Tout au long de la semaine, le "bar de la Fontaine" est une halte fréquentée par tous ceux - habitants ou randonneurs - qui se croisent au carrefour de Saint Péran. Patrick (avec sa compagne) a le sens du service : dans un bourg qui a perdu ses commerces, il fait dépôt de pain, point argent, épicerie de dépannage... Avec sa collègue Laurence qui, juste en face, tient le "bar de la randonnée", ils s'inscrivent dans la tradition des cafés ruraux, lieux de halte, d'échanges, de convivialité et finalement de culture populaire : les concerts et les retransmissions de matchs de foot chez Patrick, le jeu de fléchettes chez Laurence chez qui s'entraînent le mardi et le jeudi soir de prestigieuses équipes locales, distinguées en coupe de France.

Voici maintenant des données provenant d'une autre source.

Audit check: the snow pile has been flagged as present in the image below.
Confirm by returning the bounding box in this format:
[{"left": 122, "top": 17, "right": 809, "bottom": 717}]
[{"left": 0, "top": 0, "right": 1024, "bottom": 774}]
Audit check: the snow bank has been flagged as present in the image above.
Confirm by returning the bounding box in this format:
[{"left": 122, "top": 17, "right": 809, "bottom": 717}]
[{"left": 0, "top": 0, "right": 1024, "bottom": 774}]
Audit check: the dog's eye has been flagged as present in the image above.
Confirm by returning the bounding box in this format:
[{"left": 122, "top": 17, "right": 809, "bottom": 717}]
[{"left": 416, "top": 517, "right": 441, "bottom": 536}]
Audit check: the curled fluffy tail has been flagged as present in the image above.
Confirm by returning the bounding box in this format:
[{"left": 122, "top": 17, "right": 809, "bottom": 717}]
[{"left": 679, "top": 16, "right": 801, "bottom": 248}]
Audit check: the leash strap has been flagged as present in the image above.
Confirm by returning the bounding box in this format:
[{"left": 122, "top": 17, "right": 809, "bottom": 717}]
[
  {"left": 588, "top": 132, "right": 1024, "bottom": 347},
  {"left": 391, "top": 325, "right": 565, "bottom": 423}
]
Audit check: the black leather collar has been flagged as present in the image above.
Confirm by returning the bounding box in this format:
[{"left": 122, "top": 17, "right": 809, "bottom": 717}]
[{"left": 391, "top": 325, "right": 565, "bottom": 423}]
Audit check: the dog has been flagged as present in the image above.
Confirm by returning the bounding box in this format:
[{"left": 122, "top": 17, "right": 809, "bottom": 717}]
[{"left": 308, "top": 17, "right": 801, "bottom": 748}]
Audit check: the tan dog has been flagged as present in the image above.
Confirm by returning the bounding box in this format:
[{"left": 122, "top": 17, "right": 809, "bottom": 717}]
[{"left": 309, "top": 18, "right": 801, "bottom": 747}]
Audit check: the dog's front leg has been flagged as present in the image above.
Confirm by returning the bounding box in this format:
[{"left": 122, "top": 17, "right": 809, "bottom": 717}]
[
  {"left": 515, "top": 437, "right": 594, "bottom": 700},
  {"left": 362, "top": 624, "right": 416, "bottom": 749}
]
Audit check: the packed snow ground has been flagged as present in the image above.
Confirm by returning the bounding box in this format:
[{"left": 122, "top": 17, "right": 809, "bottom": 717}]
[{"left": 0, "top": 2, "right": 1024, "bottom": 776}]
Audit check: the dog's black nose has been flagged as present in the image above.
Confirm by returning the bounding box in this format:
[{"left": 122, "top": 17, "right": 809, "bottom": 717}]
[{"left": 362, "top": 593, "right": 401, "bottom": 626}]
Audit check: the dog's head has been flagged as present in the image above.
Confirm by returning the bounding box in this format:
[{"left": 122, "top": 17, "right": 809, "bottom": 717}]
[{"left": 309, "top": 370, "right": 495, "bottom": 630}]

Pour mémoire, Patrick nous apprend que la commune, nœud de communication, a compté jusqu'à huit estaminets. On ne peut parler du lien social et de la culture à Saint Péran sans s'intéresser aux animateurs de ces lieux de vie. L'équipe de réalisation du webdocumentaire "les 11 de Saint Péran"  a donc consacré à chacun un portrait vidéo. Nous publions cette semaine celui de Patrick en pré-figuration (la troisième...) de la sortie du webdocumentaire programmée pour fin Juillet ou début septembre. 

Reportage et réalisation :  Alain Jaunault
Photos et vidéo : Marvin Michielini

Chaque mois, le conseil municipal
Chaque mois, le conseil municipal

"Les 11 de Saint Péran : un an et demi de d'enquête et de tournage

Les lecteurs d'Histoires Ordinaires sont nombreux à s'être intéressés, et pour certain à avoir soutenu financièrement, la réalisation du webdocumentaire "Les 11 de Saint Péran". L'équipe de réalisation, au bout de près d'un an et demi d'enquête et de reportages, s'est engagée dans la mise en forme finale : écriture du récit, mise en forme et articulation des différents éléments écrits, audio visuels, conception et développement du site multimédia.  

Composée esssentiellement de "webdocumentaristes amateurs" l'équipe autour d'Alain jaunault (avec Marie-Anne Divet, Marie Noblet, Tugdual Ruellan) , apprend en faisant. Ils sont attachés à livrer un produit simple mais de qualité et les 2800 € recueillis lors de la campagne de crowdfunding sur Ulule ont permis d'assurer un minimum de support professionnel en s'associant principalement les compétences de Marvin Michielini, cadreur, monteur vidéo. 

Initialement prévue début avril, la sortie du webdocumentaire est désormais fixée à début septembre, un report nécessaire à la finalisation des tournages et de la post production.

La journée des bénévoles un temps fort du vivre ensemble.
La journée des bénévoles un temps fort du vivre ensemble.

Les 11 de Saint Péran, le pitch :

L'histoire pourrait commencer ainsi :  « Il était une fois à Saint-Péran, petite commune de 380 habitants, au cœur du Pays de Brocéliande en Bretagne, quatre femmes et sept hommes - dont six habitent la commune depuis moins de dix ans – engagés pour la promotion du " bien vivre ensemble et la gestion des "biens communs".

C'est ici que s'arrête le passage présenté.